Her subsequent retirement lasted four hours and she came up with the idea for The Mothership Group. “I wanted it to be a vehicle that created opportunities for exciting businesses that were disruptive in nature,” she says.

“I joke but I like an occasional bad night’s sleep. I like something that is rattling around my brain so I can’t quite sleep. I don’t like to be stressed but I like a bit of a problem.”

Davidson admits it took her a long time to identify herself as an entrepreneur. “Whenever we hit a problem in the business and everyone is standing looking at the brick wall we’ve just hit, I’m the one saying ‘are we going through it?’ or ‘are we going around it?’ It’s not going to stop us. It’s a level of tenacity to keep going when it’s tough.”

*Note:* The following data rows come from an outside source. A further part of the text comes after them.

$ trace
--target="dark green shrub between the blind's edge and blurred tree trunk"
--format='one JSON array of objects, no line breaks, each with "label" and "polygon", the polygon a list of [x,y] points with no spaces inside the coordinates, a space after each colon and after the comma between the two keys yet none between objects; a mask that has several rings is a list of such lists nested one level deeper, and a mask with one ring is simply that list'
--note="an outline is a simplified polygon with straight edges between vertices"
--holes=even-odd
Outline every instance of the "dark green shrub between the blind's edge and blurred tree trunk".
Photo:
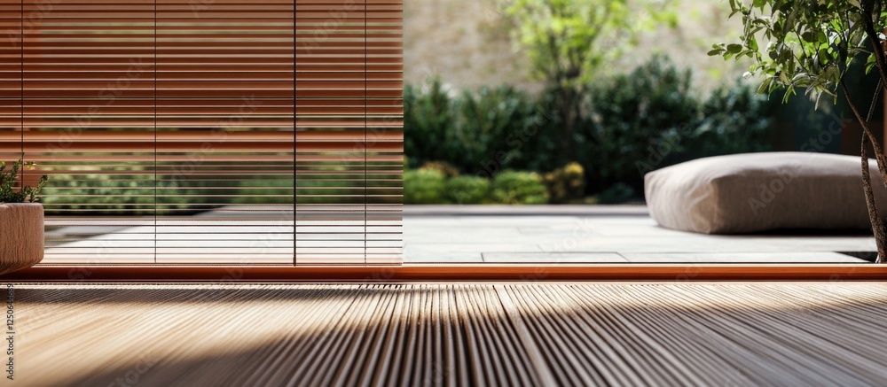
[{"label": "dark green shrub between the blind's edge and blurred tree trunk", "polygon": [[[463,174],[522,168],[539,130],[537,101],[511,87],[451,94],[440,80],[404,88],[409,166],[445,161]],[[532,134],[532,135],[530,135]]]}]

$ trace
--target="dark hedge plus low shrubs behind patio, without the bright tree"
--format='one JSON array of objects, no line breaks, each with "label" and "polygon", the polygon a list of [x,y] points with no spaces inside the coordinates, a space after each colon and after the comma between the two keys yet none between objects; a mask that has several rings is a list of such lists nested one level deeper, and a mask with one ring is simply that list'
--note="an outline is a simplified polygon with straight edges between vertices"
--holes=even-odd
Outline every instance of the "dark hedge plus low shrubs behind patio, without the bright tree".
[{"label": "dark hedge plus low shrubs behind patio, without the bright tree", "polygon": [[[642,201],[644,174],[690,159],[757,151],[841,151],[840,135],[818,143],[819,148],[803,147],[820,133],[846,129],[840,117],[850,116],[841,104],[827,109],[820,104],[818,110],[803,98],[782,104],[780,91],[758,95],[741,79],[700,96],[692,73],[657,55],[624,74],[591,81],[570,138],[575,156],[566,163],[558,153],[561,119],[551,108],[554,98],[548,91],[532,95],[502,86],[457,92],[439,79],[408,85],[406,166],[437,171],[446,166],[444,180],[457,174],[475,179],[472,184],[422,188],[444,190],[423,194],[443,197],[435,203],[527,203],[495,194],[499,174],[522,171],[538,175],[546,188],[546,195],[538,197],[546,197],[546,203],[614,204]],[[872,92],[865,79],[852,82],[859,85],[856,93]],[[789,133],[787,127],[793,130]],[[488,182],[493,186],[489,197],[452,198],[460,195],[453,190],[467,192]],[[416,184],[420,181],[404,180],[404,203],[420,203],[412,201]],[[477,192],[468,196],[478,197]]]}]

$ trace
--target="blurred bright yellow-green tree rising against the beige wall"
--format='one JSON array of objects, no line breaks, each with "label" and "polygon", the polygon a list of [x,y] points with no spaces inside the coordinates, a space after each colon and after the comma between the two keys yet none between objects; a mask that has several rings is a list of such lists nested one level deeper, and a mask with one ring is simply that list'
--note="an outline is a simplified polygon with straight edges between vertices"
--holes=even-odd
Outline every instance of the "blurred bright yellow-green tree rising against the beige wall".
[{"label": "blurred bright yellow-green tree rising against the beige wall", "polygon": [[603,66],[637,43],[640,33],[663,22],[671,0],[506,0],[504,10],[518,25],[517,41],[530,56],[532,74],[553,89],[561,120],[561,163],[573,157],[587,85]]}]

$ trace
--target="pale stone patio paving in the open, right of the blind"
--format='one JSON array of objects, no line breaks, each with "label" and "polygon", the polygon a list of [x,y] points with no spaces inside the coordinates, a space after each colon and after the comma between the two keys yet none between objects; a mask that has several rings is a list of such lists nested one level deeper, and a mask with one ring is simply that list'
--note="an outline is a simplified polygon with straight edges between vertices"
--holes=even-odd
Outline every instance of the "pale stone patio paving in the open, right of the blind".
[{"label": "pale stone patio paving in the open, right of the blind", "polygon": [[863,263],[871,236],[708,236],[662,228],[643,205],[404,206],[406,262]]}]

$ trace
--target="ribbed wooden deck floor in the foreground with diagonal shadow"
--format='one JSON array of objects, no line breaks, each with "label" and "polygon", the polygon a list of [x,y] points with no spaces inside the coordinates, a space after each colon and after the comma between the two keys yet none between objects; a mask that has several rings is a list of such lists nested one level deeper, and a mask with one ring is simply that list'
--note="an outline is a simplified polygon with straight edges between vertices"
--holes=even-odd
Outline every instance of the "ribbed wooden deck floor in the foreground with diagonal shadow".
[{"label": "ribbed wooden deck floor in the foreground with diagonal shadow", "polygon": [[8,385],[887,378],[880,283],[20,285],[13,306]]}]

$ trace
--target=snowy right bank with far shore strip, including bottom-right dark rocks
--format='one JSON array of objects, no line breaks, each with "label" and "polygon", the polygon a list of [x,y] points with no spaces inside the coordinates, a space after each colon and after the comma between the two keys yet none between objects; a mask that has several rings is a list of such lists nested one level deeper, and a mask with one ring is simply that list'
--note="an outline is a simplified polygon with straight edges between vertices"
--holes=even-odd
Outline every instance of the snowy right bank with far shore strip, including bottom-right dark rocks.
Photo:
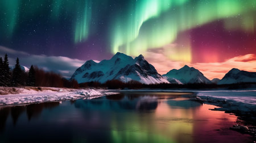
[{"label": "snowy right bank with far shore strip, including bottom-right dark rocks", "polygon": [[[212,110],[233,113],[237,124],[230,129],[251,134],[256,141],[256,90],[116,90],[117,92],[183,92],[190,100],[217,106]],[[187,96],[187,95],[186,95]],[[242,122],[241,122],[242,121]]]}]

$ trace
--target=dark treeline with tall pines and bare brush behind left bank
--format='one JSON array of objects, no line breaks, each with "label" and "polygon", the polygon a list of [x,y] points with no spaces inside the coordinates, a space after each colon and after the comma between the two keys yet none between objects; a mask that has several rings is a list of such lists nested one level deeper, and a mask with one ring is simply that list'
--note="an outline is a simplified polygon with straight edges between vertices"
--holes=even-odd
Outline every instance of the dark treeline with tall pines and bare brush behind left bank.
[{"label": "dark treeline with tall pines and bare brush behind left bank", "polygon": [[60,74],[46,72],[36,66],[31,65],[30,70],[25,72],[21,69],[19,58],[13,70],[9,68],[8,56],[5,54],[4,60],[0,57],[0,86],[44,86],[44,87],[68,87],[78,88],[77,81],[63,78]]}]

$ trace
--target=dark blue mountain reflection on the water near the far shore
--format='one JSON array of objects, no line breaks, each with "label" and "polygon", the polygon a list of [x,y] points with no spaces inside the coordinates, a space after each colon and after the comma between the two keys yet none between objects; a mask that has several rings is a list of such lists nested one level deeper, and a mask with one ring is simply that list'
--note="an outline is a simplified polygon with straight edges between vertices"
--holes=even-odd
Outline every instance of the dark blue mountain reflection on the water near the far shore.
[{"label": "dark blue mountain reflection on the water near the far shore", "polygon": [[[181,95],[189,95],[189,93],[123,93],[116,95],[108,95],[97,98],[96,100],[77,100],[75,107],[85,109],[102,108],[104,110],[138,110],[148,111],[155,110],[158,107],[159,99],[176,99]],[[106,100],[107,99],[107,100]],[[183,98],[181,98],[183,99]],[[176,101],[168,100],[167,104],[174,107],[190,108],[200,106],[200,103],[191,102],[184,98],[184,100]]]}]

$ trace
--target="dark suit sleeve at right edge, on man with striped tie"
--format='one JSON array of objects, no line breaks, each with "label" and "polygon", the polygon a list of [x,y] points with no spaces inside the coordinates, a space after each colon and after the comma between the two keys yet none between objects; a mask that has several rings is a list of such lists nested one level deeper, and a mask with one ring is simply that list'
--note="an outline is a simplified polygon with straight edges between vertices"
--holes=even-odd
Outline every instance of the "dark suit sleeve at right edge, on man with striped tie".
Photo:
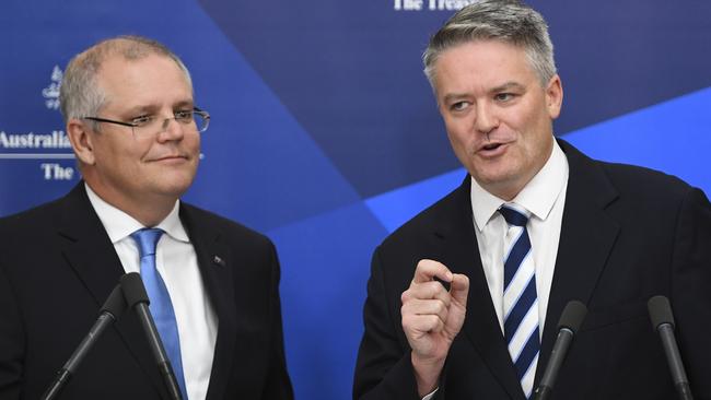
[{"label": "dark suit sleeve at right edge, on man with striped tie", "polygon": [[671,302],[691,391],[697,399],[711,399],[711,204],[699,189],[680,207]]}]

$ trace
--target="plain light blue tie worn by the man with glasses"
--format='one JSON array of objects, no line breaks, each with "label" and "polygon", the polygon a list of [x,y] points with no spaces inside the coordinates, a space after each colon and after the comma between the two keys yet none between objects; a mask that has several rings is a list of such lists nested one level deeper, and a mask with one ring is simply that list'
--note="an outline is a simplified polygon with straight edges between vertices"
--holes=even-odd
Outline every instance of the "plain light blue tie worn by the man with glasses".
[{"label": "plain light blue tie worn by the man with glasses", "polygon": [[183,399],[188,400],[185,388],[185,376],[183,375],[180,338],[177,331],[175,311],[173,310],[171,295],[167,293],[165,283],[155,268],[155,246],[161,235],[163,235],[163,231],[159,228],[142,228],[133,232],[131,237],[138,245],[138,251],[141,258],[141,278],[143,279],[148,296],[151,299],[150,309],[155,321],[155,328],[158,328],[158,332],[161,334],[163,346],[173,365],[173,373],[180,387]]}]

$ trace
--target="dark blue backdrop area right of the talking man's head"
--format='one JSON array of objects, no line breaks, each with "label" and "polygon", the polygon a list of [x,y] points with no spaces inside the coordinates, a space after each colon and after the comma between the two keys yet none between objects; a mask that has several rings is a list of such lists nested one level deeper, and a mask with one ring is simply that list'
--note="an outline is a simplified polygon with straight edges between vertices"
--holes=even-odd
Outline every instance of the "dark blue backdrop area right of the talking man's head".
[{"label": "dark blue backdrop area right of the talking man's head", "polygon": [[711,85],[709,1],[532,1],[547,19],[566,133]]}]

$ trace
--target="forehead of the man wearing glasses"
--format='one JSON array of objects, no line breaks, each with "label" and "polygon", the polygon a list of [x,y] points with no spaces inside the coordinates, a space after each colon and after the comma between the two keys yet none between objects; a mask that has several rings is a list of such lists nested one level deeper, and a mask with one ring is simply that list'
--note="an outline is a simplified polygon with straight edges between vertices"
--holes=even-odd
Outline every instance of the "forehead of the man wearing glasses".
[{"label": "forehead of the man wearing glasses", "polygon": [[97,83],[109,105],[164,105],[193,98],[185,72],[173,59],[159,55],[132,60],[109,56],[98,70]]}]

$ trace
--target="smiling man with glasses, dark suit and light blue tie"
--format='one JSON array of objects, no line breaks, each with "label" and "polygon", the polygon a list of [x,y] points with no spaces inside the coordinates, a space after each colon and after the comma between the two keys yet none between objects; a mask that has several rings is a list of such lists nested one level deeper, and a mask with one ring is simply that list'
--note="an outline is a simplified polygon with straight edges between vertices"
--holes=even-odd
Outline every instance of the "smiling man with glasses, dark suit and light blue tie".
[{"label": "smiling man with glasses, dark suit and light blue tie", "polygon": [[[0,398],[39,398],[140,271],[184,398],[292,399],[273,245],[178,200],[209,122],[183,62],[147,38],[104,40],[71,60],[60,98],[83,181],[0,222]],[[135,313],[61,398],[168,398]]]}]

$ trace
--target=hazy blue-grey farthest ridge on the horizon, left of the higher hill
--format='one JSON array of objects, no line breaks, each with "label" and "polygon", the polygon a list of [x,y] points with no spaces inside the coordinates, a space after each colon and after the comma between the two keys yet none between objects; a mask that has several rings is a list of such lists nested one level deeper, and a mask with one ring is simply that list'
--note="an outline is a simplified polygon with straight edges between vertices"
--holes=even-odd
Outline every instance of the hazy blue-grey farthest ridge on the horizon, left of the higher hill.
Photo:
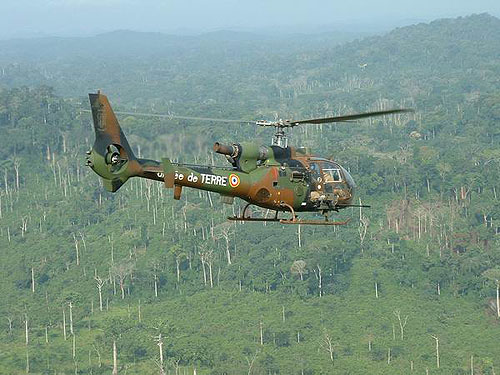
[{"label": "hazy blue-grey farthest ridge on the horizon, left of the higher hill", "polygon": [[93,37],[43,37],[34,39],[13,39],[0,41],[0,61],[27,59],[44,61],[53,58],[73,58],[75,56],[151,57],[169,56],[195,49],[205,50],[221,43],[230,48],[277,48],[283,44],[292,48],[311,48],[311,43],[337,44],[352,40],[361,33],[336,33],[318,35],[282,35],[271,37],[238,31],[216,31],[198,36],[178,36],[163,33],[117,30]]}]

With this in mind Davidson believes RedWigWam will be her biggest business success to date.

“It’s the one I feel most passionate about,” she says. “It’s the one I think has the most potential to make the biggest difference to the most people.

“For me RedWigWam was borne out of frustration. When I was running Tactical Solutions you’d get an opportunity to do a big job that would transform your business but getting hold of good temporary staff was nigh on impossible.

“I’m the mother of three boys who are completely over stimulated. They can’t walk anywhere unless they’re on their phones. They’re never going to work in the same way as I did, which was to sit behind your desk for 40 hours a week.

“There’s a whole need to be flexible and agile as hirers. And there’s a whole need for good flexible work where people are treated properly. I thought it would be good to build something that matched the two of them.

“RedWigWam is a portal, a little bit like a dating site, which is not just based on skills and experience but is also based on your attributes. The system matches anything from a 15-minute task (like a mystery shopper) to a three-month contract.”

Workers are treated as full-time employees for the duration of their job so their national insurance and holiday pay is paid. There’s also a pension scheme.

“You have all the benefits of working for someone full-time but saying when you want to work,” says Davidson. “It’s the flexibility that we think is so important.

“If you do a great job we want to reward you as quickly as possible. If you’ve been graded as a four or a five by the hirer you’ve worked for we’ll pay you within 24 hours.”

Red WigWam is predicting to grow to 144,000 workers and 4,500 hirers by the end of 2019 and could be about to take on investment for the first time.

“I want to be able to sell this for significantly more than Tactical Solutions,” she admits although, given her previous experience, she’s not thinking or retirement just yet.